Princess Aurora

Director: Bang Eun-jin
Year: 2005
Production Company: East Film
Running Time:  106 minutes

In 2005 Korea had two films in which a woman took the law into her own hands to deal out justice as she saw fit. In both cases it had to do with a woman revenging the death of a child – for what has more fury than that maternal near mythical instinct – a force of nature that can’t be stopped. “Sympathy for Lady Vengeance” received all the publicity and hype and its stunning bravura style made that deserving, but for me it lacked a visceral sense of emotional catharsis – due partly to its complicated narrative structure and partly because the dead child was not her own. “Princess Aurora” goes directly for the emotional gut – there is nothing complex here once the motive is revealed – her six year old girl was raped and murdered and anyone who in any way caused that to happen has to die – it’s as simple as that.
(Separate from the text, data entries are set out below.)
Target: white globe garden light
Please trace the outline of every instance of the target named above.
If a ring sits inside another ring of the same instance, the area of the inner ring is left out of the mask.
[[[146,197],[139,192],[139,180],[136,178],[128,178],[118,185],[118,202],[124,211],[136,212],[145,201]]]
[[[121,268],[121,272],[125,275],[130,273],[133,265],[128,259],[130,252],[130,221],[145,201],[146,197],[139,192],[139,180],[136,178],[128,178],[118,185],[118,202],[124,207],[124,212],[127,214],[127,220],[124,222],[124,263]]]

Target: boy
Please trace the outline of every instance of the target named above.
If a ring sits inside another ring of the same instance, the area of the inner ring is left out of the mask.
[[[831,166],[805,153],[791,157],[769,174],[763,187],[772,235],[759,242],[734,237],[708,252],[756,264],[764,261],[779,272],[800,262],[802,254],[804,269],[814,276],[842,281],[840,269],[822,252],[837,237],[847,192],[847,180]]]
Though on the surface this may have the appearance of a serial killer narrative, it has an odd structure that takes away much of the suspense of the film. Instead it becomes a journey of a woman’s unending pain and her need for vengeance and release. By the end it is in fact quite sad and yet emotionally satisfying – the final slice is pure justice. Though most of her victims had what the law would judge only a tenuous connection with the death of the girl, somehow they seem to get what they deserve – but perhaps too easily so as their depiction is so negative that you root for their punishment – a more positive characterization would have perhaps given the film a needed moral gray area.
The identity of the killer is known to the viewer immediately when she takes a utensil at a shopping mall and goes into a bathroom stall and slashes a woman to her death. Her ex-husband (Sung-keun Moon) is a cop and put on the case and soon has a feeling that his ex-wife is behind it but keeps this to himself until he knows for sure. He is also burdened by the guilt that he did nothing to protect his daughter in her time of need and is now studying to become a priest as a form of redemption. But he also can’t connect the victims to his daughter’s death. Other imaginative deaths continue – poison, asphyxiation, suffocation with the use of face cream – and one begins to wonder where this film can go from there. Since the police know halfway through who the killer is – she makes no real effort to hide her bloody tracks - there is very little tension being generated, but the film is not really going for a typical serial killer gnashing of teeth scenario. Instead it is going for anguish. Near the end there is a solemn wail of pathos as the mother imagines the final day of her daughter’s life, the little accumulated incidents of uncaring, the image of her small figure desperately trying to walk home and the final invitation of a predator to give her a ride – it is torturous and hard to watch.
I think that the tepid reception that the film received upon its release was partly due to misconceptions and expectations – the audience felt let down by the lack of excitement and the sense of a chase that these types of films generally have – but in the end this is really a family tragedy not a serial killer film. Jeong-hwa Eom ("Mr. Handy", "Singles", "Crazy Marriage") as the mother intent on vengeance and holding off her collapse until she achieves it is simply terrific and deeply heartfelt and a major change from her usual romantic comedy roles. This is a really solid debut from this director (who as an actress appeared in "301/302" and "Address Unknown") and clearly her gender played a part in her seeing this through the prism of a mother and allowed her to sidestep many of the cliches inherent in this sort of film.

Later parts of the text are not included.